Progress – updated 16 April 2002

By Guo Liang, Huey Ting

 

Goal

 

The goal of our project is to make use of the distributed architecture built by Kevin and Kunal to experiment on the ensembles of classifiers.

 

DATASET

 

We have downloaded the corpus Reuters21578 from

 

http://www.research.att.com/~lewis/reuters21578.html

 

It contains over 7000 training texts and 3299 test texts spread across 100 over categories. It is the test corpus used in the ACM SIGIR 2001 paper “A re-examination of text categorization methods” - http://www-2.cs.cmu.edu/~yiming/publications.html

 

We have done the necessary preprocessing to the dataset  which consists of the following steps

1) Remove SGML tagging from the files.

2) Removal of stopword like is, are, this, that.
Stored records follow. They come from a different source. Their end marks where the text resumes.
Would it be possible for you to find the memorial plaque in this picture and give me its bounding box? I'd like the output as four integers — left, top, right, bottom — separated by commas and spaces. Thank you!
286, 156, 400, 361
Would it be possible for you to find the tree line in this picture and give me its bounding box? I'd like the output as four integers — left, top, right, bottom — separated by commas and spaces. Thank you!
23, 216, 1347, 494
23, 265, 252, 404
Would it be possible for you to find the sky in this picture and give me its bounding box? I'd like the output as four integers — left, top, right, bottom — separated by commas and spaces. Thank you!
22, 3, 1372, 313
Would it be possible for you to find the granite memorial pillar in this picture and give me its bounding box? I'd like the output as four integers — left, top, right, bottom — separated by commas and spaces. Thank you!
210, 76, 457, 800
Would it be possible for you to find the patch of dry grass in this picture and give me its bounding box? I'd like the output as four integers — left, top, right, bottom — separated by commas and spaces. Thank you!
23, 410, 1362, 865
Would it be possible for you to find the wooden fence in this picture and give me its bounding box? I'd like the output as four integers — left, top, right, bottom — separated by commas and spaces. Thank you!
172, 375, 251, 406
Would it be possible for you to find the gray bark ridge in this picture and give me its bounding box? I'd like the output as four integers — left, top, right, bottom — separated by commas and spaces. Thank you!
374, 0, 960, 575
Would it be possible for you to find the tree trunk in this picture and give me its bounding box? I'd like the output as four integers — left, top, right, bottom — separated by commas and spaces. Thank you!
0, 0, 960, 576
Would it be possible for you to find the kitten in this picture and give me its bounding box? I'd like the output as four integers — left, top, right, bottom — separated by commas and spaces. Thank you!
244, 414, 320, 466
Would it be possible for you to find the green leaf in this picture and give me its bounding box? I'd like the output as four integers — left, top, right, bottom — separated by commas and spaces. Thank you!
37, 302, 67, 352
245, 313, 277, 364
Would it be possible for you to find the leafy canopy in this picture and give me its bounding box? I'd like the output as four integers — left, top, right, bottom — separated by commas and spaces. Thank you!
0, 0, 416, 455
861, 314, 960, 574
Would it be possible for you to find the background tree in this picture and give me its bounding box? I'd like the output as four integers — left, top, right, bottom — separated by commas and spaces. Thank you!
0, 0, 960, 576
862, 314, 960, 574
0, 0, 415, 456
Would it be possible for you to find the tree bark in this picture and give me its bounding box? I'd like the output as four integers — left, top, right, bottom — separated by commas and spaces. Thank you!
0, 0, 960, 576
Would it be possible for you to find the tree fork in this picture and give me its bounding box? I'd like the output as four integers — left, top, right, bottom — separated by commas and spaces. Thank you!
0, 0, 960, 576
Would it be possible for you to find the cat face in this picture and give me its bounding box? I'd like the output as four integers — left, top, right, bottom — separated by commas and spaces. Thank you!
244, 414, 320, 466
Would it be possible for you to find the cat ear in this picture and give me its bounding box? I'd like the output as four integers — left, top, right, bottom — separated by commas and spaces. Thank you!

3) Transform the words into their morphological root form. Note that we employ the porter’s stemming algorithm to do the stem the words.

4) Feature extraction : We have decided to use all features as a start.

 

 

TOOLS:

We need a set of machine tools implemented  in Java for our experimentation.

After much searching, we have decided to use the Weka package as it has implementations in a

Wide of machine learning tools, we are particularly interested in the following.

 

1) Neural Net

2) Naïve Bayes.

3) SMO

 

 

PRELIMNARY RESULTS

 

1) We have implemented a bagging algorithm to generate different training subsets. Basically, the algorithm randomly selects examples from the available training set with replacement.

 

2) We have also implemented a voting mechanism to combine the various classifiers.

 

Bags

Some preliminary results on the category acq (each of the systems is trained on different bags of around 10% of the total training data).

 

Systems used in combination

Precision

Recall

F-measure

System 1

86.7

87.5

87.1

System 2

86.9

89.3

88.1

System 3

87.7

90.7

89.1

System 1, 2

94.6

80.7

87.1

System 2, 3

95.5

84.4

89.6

System 1, 2, 3

91.2

93.0

92.1

 

 

References:

 

Popular Ensemble Methods: An Empirical Study

http://www-2.cs.cmu.edu/afs/cs/project/jair/pub/volume11/opitz99a-html/paper.html

 

This paper gives a good overview on the history of ensemble classifiers with extensive references to various works in this field. It also has links to the papers for further reading.